After a year and half, Erika's stepmother went by street car to Chelyabinsk to buy new hats for the girls and on the way home with her bags, she got caught in the door of the streetcar, and was dragged to death.

After a while Konstantine took a third wife, Josefina, a Catholic childhood acquaintance from Graf. Though they have good memories of their church and faith along the Volga, they also have had terribly hard years, with no contact with priests or church.

I am the first church person they have met. When I asked if they wanted to receive the sacraments, Konstantine laughed regretfully and said. "It is all so long ago. I do not remember anything anymore. It is all right the way we are now." Since, as we know, God is Love, and where love is, there is God, God is with them; they have peace. There is times when one does not "rearrange furniture."

Konstantine is still quite well and strong; works a little in a small garden, feeds two little pigs and shops for bread and milk in a small nearby store. Josefina's son who was 12 when they married, lives with them and works. Konstantine and Josefina, age 80, spent Saturday afternoon with Erika and her family. They have a nice house, larger and much nicer than most houses I have seen in villages - and clean and in good taste. Over the years, they have also built nice houses nearby for their sons.

I feel very good about this family which shares my family name; they are hard workers, have good taste, and are clean and progressive. We had a fantastic dinner, in courses, Russian style, over several hours in their large dining room. There were nine adults around the table, with the children eating in the larger than normal kitchen.

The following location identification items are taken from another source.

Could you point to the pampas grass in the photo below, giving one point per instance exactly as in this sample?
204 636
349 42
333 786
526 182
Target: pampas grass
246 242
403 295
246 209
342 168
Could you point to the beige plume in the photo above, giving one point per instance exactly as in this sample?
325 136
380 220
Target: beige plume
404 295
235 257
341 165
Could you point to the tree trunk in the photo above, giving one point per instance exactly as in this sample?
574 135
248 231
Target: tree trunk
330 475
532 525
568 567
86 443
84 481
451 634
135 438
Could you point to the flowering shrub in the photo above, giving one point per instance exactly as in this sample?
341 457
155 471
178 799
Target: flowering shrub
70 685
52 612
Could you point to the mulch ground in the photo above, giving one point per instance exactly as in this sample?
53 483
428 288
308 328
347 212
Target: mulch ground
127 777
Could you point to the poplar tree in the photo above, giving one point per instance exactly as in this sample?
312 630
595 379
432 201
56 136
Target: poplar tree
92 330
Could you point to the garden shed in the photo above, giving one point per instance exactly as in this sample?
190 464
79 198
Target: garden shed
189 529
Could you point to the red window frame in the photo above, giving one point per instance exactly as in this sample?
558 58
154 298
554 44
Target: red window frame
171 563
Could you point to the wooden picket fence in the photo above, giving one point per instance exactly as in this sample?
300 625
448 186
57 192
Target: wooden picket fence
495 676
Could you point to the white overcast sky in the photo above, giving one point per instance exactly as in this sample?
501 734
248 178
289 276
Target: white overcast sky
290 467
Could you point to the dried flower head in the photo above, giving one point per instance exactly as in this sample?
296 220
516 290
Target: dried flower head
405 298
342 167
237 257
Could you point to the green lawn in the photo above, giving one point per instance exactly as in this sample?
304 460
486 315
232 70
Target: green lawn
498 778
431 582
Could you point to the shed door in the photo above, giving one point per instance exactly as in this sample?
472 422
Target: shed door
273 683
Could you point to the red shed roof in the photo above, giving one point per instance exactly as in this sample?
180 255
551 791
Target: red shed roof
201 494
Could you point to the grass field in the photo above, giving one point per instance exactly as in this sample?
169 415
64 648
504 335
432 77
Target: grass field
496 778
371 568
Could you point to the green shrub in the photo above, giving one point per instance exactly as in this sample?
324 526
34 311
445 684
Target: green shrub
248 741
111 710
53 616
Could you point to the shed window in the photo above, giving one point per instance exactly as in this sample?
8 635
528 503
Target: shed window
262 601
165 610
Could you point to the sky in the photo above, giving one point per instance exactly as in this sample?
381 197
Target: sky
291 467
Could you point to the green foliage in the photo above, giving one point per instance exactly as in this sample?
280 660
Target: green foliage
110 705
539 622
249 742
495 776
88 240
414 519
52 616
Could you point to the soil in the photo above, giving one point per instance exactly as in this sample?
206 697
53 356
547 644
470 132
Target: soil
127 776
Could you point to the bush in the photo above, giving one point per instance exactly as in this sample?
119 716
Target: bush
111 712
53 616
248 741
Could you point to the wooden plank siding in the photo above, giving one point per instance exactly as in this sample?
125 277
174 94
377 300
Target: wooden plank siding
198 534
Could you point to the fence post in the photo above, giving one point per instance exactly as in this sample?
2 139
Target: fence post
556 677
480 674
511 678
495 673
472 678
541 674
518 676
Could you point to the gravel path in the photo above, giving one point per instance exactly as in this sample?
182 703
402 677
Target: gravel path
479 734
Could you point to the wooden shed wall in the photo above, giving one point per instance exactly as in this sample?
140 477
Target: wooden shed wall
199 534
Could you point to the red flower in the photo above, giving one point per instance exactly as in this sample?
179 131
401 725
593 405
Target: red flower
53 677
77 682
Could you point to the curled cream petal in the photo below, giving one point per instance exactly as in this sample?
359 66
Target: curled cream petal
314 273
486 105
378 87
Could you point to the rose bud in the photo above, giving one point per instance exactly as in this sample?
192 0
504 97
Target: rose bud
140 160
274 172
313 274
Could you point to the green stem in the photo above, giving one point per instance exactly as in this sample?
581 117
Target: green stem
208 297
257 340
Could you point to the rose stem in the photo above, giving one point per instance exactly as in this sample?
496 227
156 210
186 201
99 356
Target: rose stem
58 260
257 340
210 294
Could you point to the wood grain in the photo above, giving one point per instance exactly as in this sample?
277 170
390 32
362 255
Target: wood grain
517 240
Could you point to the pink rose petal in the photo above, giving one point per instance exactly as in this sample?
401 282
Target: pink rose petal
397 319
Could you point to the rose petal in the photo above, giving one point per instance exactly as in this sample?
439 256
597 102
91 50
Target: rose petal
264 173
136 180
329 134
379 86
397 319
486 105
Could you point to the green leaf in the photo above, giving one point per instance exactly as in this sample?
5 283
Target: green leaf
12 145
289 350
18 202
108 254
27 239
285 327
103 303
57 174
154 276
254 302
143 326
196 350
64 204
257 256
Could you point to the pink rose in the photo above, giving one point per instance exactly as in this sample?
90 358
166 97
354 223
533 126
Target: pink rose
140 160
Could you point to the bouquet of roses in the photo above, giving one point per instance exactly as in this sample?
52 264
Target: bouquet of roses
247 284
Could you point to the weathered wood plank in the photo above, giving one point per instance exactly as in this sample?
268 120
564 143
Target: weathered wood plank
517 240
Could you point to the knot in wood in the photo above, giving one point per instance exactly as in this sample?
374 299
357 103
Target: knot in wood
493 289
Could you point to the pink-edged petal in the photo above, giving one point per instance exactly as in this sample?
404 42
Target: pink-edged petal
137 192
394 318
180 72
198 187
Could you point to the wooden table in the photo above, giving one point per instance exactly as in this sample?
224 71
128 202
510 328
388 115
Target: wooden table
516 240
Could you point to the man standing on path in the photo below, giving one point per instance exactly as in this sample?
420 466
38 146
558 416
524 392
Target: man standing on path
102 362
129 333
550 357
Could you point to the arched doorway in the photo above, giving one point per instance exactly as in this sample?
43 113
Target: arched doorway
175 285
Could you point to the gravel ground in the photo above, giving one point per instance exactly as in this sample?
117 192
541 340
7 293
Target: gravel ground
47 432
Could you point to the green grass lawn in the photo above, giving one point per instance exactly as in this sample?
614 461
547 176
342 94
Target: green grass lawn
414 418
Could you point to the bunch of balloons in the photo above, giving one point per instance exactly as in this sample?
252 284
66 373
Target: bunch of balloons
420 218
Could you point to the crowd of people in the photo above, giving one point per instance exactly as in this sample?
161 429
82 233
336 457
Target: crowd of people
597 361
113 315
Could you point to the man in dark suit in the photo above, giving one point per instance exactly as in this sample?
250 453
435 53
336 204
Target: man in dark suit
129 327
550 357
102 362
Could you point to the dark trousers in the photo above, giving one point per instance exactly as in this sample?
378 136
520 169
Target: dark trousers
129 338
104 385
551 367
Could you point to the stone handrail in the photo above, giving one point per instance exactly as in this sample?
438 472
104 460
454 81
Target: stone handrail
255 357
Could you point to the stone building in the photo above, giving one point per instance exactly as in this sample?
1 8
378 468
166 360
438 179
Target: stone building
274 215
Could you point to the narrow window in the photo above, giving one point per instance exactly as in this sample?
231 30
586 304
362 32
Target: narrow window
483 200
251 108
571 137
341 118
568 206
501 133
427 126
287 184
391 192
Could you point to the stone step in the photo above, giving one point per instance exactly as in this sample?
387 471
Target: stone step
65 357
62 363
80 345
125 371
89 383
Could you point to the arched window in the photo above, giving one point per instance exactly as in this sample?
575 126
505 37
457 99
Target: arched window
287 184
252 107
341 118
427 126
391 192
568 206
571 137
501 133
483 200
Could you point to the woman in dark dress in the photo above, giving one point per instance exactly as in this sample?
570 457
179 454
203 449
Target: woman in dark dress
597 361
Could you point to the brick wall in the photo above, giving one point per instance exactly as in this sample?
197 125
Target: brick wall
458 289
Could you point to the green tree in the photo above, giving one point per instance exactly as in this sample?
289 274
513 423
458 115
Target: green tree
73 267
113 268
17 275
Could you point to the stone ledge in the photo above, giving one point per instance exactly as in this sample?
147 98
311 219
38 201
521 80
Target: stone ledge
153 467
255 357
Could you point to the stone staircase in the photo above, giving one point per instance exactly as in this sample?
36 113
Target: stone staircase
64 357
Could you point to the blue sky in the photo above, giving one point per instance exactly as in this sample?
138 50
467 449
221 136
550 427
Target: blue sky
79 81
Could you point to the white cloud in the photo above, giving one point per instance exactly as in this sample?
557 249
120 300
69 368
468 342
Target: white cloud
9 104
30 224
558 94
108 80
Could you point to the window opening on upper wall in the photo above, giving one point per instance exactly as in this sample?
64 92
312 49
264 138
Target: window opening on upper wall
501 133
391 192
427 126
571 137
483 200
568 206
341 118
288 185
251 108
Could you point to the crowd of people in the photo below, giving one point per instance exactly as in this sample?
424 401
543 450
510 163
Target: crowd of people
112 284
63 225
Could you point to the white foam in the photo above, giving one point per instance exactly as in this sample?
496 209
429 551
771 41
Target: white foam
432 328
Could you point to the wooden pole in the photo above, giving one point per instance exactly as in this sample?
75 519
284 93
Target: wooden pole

Konstantine asked many good questions. To intensely interested adults, I could tell of America, our family, our Volga German heritage, Bishop Werth and our diocese - about which they knew nothing - and respond to questions about what it means to be a sister or a missionary here, about religious life, the Sisters of St. Agnes and our mission here, about the new church in Chelyabinsk and about my vision and hope for Russia.

It was a beautiful day. We took a walk down the streets of the village to the homes of Erika's two sons.

Erika Wasinger Schneider, her son Alexander, his wife Elena and their two children, as well as Elena's sister Ottilia are all interested in becoming Catholics. They are also getting their papers to go to Germany.

All Sunday, in the morning and over a lunch and in the afternoon, I gave them instructions about God, faith, the various religions, the Catholic faith, prayer, the creed, the sacraments, especially the Mass and Eucharist. Also what it means to be a Catholic in the world today, to be the presence and life of Jesus in the world today in a believing community, to help our world to become a better place because we have lived in it.

I told them that I heard that in Germany many people do not go to church, that big beautiful churches are empty; and we discussed the value of finding a parish community they will feel at home in and live the faith they are choosing now.

It was a very special weekend. I gave them a Bible and a rosary, and with a prayer book, I showed them how to pray it. With a German-Russian small missal, I explained the Mass. They plan to come to Chelyabinsk next Sunday for both the German and the Russian Masses so as to experience the liturgies in our faith communities; and we will prepare them for the ceremony of Baptism, of Reconciliation, and for Shasha and Elena's Holy Marriage - to sacramentalize the married love they have lived for more than a decade.

I have become so powerfully aware of the mystery that God who is love, is really present, wherever love is. Sasha, Elena, and Ottilya will make very good Catholics, I believe. The ways of God are truly marvelous in the reality of human lives! God of our history, wonders never cease; and what a joy it is to discover those divine wonders.

[This single "Conversation" by Sister Lucy Ann Wasinger, C.S.A., is written in a different style and was not a part of Sister Alice Ann Pfeifer's series. It is appended at this site because of its close alignment in subject matter, purpose and origin with those of Sister Alice Ann. A native of Victoria, Kansas, Sister Lucy Ann is on mission with Sister Alice Ann in Chelyabinsk.]